Posted on: Wednesday, 23 January 2008, 12:00 CST

By Saher Mahmood

Three decades after it was brought back from the brink of extinction, the rare Indian crocodile known as the gharial is turning up dead by the dozens on the banks of a river called the Chambal. Forest officials are at a loss to explain why.

Since mid-December, the National Chambal Wildlife Sanctuary has confirmed 76 deaths along the river, which begins in the central Indian state of Madhya Pradesh and runs through Rajasthan and Uttar Pradesh.

Gadiraju Sudhakar, a Chambal district forest officer, said the initial post-mortem reports suggested that the cause of death to be liver cirrhosis and stomach ulcers. Further tests show lead levels in the liver that, "though not toxic, can trigger suppression of the immune system," Sudhakar added.

All the more puzzling is that other species that inhabit the Chambal River ecosystem, including dozens of fish species on which the gharials feed, appear to be healthy.

Follow-up tests on the fish also revealed heightened lead content. But in both the fish and the gharials, the lead levels are below levels considered lethal, the forest official said.

Environmentalists are pressing forest officials for answers on the source of the lead and why the crocodiles died while their prey was unaffected.

The gharial, native to South Asia, is one of the most endangered freshwater crocodile species. The World Wildlife Fund believes it is extinct in its former habitats of Pakistan, Bhutan and Myanmar.

An estimated 1,300 gharials are left in the wild, mostly in India, according to the fund. The World Conservation Union has recently upgraded it from being an "endangered" to a "critically endangered" species.

The recent deaths have further depleted the stock of breeding pairs to less than 200, conservationists and the forest department believe. The Indian government, under pressure from conservationists, set up protected areas in 1979 along the Chambal River to prevent poaching of their skin for high-grade crocodile leather, and it raises eggs in captivity to protect them from predators.

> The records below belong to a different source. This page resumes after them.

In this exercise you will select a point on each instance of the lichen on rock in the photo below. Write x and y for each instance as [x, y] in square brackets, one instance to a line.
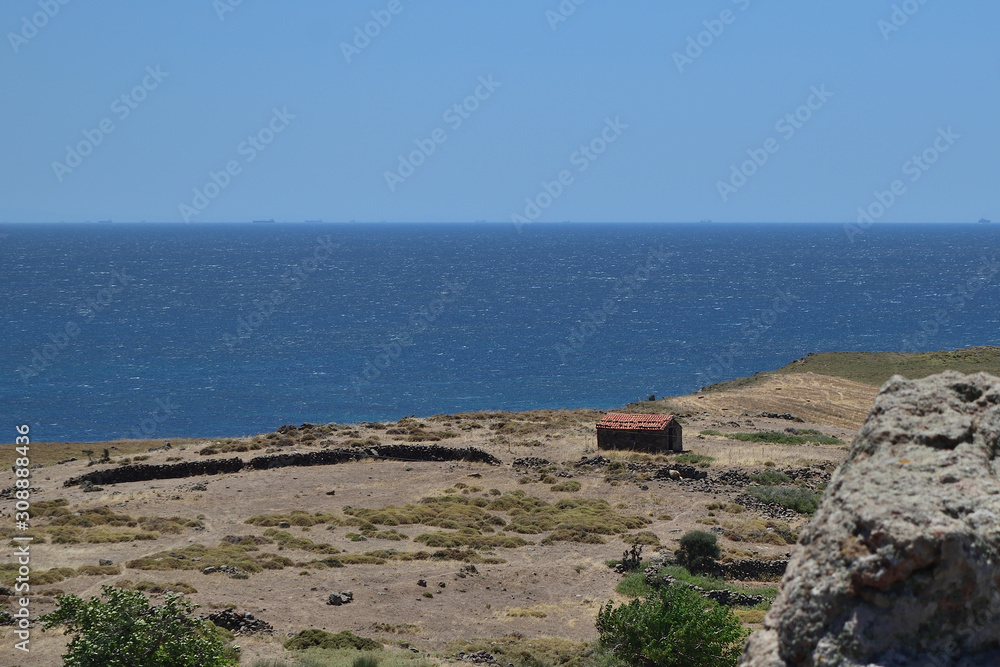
[901, 563]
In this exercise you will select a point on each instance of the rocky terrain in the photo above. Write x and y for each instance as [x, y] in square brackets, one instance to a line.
[433, 535]
[901, 563]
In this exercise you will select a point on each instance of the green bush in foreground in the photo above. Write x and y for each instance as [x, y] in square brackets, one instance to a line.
[321, 639]
[803, 501]
[125, 631]
[672, 627]
[698, 551]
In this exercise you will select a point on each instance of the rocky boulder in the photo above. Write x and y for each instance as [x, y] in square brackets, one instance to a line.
[901, 563]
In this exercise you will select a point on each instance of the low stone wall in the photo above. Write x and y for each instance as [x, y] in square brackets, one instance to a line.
[684, 470]
[725, 597]
[754, 570]
[143, 473]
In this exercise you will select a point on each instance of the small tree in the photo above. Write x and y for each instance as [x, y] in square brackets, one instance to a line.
[126, 632]
[699, 551]
[673, 627]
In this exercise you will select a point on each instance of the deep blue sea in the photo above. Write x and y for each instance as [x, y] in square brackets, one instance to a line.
[160, 330]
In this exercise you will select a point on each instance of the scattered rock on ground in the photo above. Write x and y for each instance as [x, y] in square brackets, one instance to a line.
[340, 597]
[239, 623]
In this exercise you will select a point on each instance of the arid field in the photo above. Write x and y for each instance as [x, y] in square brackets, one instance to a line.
[440, 556]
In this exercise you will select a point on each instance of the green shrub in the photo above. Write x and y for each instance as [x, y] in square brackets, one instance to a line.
[803, 501]
[125, 631]
[782, 438]
[322, 639]
[570, 486]
[771, 477]
[672, 627]
[698, 551]
[633, 585]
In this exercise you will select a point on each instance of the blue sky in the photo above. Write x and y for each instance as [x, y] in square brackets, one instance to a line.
[664, 120]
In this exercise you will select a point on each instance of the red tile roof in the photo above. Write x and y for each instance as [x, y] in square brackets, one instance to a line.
[626, 422]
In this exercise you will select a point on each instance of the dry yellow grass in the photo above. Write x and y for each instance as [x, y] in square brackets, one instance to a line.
[818, 399]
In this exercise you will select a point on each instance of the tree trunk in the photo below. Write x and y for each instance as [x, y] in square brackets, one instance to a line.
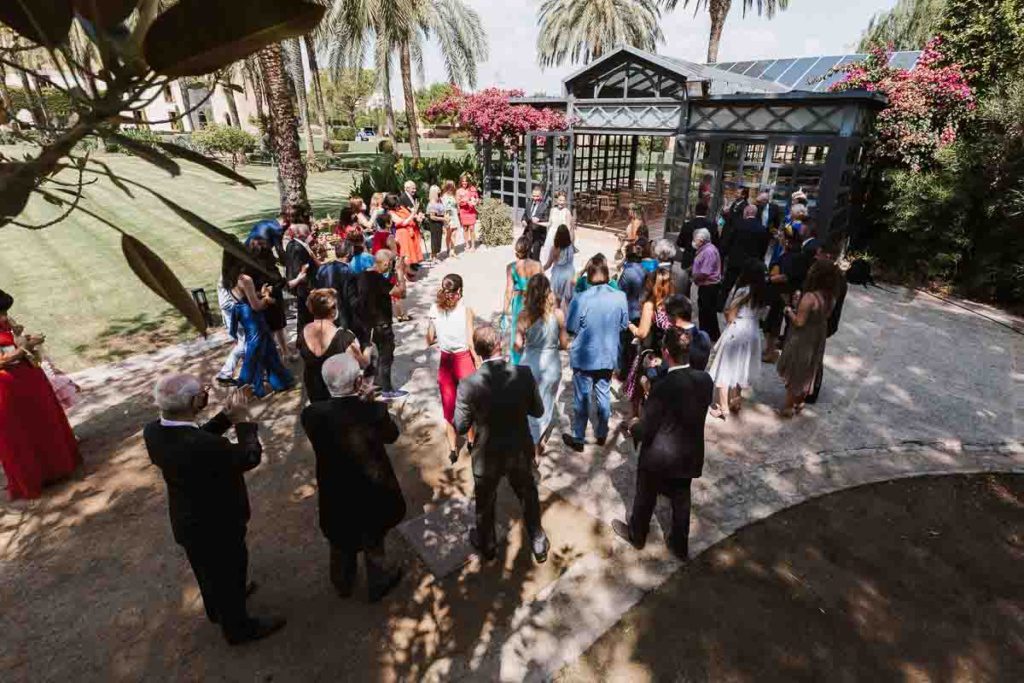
[186, 103]
[285, 136]
[388, 104]
[718, 9]
[410, 94]
[317, 89]
[232, 107]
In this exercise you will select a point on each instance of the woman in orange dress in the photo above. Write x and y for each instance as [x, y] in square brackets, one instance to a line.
[37, 444]
[407, 232]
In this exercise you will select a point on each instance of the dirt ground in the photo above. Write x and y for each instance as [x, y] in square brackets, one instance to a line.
[915, 580]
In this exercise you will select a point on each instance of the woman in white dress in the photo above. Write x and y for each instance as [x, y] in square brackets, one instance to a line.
[560, 215]
[737, 354]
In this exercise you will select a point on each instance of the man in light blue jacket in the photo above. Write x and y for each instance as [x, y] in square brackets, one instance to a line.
[597, 316]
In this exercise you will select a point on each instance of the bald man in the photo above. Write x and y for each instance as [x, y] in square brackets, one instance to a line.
[207, 496]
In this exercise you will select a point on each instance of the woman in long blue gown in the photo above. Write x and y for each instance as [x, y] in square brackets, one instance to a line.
[517, 275]
[261, 364]
[541, 336]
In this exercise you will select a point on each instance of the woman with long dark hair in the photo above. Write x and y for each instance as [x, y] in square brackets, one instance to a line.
[260, 363]
[654, 319]
[737, 354]
[540, 336]
[451, 327]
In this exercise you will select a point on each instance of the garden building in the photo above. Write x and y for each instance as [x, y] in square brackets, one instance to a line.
[655, 133]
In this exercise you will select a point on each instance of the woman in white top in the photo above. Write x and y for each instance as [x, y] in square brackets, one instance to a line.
[560, 215]
[451, 327]
[737, 354]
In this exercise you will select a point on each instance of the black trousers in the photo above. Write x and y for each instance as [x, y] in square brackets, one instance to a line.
[649, 486]
[708, 296]
[220, 563]
[728, 282]
[485, 492]
[537, 236]
[383, 337]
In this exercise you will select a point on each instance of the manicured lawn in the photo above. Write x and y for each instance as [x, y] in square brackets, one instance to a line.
[71, 282]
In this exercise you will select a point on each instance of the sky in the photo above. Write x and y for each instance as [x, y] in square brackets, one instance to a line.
[807, 28]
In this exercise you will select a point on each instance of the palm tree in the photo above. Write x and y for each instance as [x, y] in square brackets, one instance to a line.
[284, 134]
[719, 9]
[584, 30]
[402, 27]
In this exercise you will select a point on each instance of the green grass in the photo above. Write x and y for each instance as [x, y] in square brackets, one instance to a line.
[71, 282]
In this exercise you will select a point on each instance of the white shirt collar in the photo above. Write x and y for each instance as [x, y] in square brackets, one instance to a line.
[176, 423]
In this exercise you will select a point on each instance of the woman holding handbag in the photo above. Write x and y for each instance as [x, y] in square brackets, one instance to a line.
[737, 354]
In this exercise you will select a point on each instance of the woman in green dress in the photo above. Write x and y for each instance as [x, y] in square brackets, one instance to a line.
[517, 275]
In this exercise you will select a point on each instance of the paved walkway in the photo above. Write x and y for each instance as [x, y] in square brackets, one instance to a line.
[912, 386]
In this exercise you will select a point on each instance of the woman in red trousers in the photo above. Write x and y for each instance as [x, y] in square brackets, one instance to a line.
[36, 442]
[451, 328]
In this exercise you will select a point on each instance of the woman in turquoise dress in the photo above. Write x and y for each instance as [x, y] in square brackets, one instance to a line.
[261, 364]
[541, 336]
[517, 275]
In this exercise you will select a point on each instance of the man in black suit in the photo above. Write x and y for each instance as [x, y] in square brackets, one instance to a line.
[672, 446]
[358, 494]
[495, 400]
[300, 270]
[535, 221]
[207, 497]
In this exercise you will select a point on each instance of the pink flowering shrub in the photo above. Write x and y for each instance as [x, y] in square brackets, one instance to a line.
[927, 107]
[492, 119]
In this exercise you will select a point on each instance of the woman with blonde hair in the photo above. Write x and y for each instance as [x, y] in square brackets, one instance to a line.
[452, 220]
[451, 327]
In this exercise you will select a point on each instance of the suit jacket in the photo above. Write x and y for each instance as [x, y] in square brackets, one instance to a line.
[496, 399]
[541, 214]
[296, 255]
[358, 493]
[340, 278]
[671, 430]
[206, 489]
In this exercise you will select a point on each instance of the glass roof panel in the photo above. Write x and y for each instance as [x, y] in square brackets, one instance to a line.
[797, 71]
[776, 70]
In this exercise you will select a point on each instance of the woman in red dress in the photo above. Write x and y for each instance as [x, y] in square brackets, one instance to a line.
[36, 442]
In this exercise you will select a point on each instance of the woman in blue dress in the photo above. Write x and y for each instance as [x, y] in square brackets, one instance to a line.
[260, 364]
[517, 275]
[540, 337]
[560, 264]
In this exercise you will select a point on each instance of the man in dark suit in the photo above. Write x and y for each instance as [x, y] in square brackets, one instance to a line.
[495, 400]
[338, 275]
[672, 447]
[535, 221]
[207, 497]
[300, 271]
[358, 494]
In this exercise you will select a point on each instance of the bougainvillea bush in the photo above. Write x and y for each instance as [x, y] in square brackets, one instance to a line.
[492, 119]
[928, 107]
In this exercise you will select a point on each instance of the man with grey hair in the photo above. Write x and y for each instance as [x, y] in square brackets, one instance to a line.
[207, 497]
[359, 499]
[300, 269]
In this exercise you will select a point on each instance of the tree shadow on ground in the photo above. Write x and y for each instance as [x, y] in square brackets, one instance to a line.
[909, 580]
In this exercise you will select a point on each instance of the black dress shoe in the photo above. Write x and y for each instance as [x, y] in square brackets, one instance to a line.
[623, 531]
[377, 593]
[257, 629]
[571, 442]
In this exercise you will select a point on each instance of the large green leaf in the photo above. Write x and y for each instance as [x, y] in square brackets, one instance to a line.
[205, 162]
[105, 12]
[16, 181]
[146, 152]
[197, 37]
[43, 22]
[159, 278]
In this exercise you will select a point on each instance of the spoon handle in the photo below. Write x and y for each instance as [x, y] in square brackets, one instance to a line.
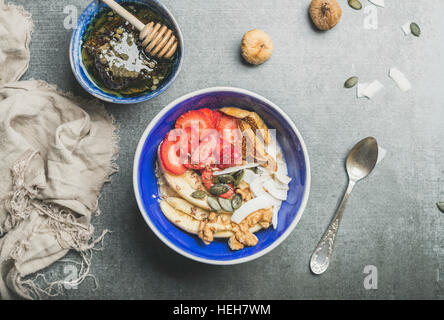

The Chambal is one of the cleanest rivers in the country, according to the Central Pollution Control Board in New Delhi. The forest department suspects that a possible source of lead could be the Yamuna River, which gathers industrial waste from the capital and several nearby industrial towns and meets the Chambal further downstream. Fish swim upstream in search of cleaner water, particularly during the monsoons.

No tests have been carried out yet to determine the source of the lead.

Devendra Swarup, head of the veterinary medicine department at the Indian Veterinary Research Institute in Izatnagar, Uttar Pradesh, which conducted the liver tests on the dead gharials, emphasized the need for international expertise on this issue. He said that, if unresolved, the problem could have "dire consequences" for the future of Indian wildlife.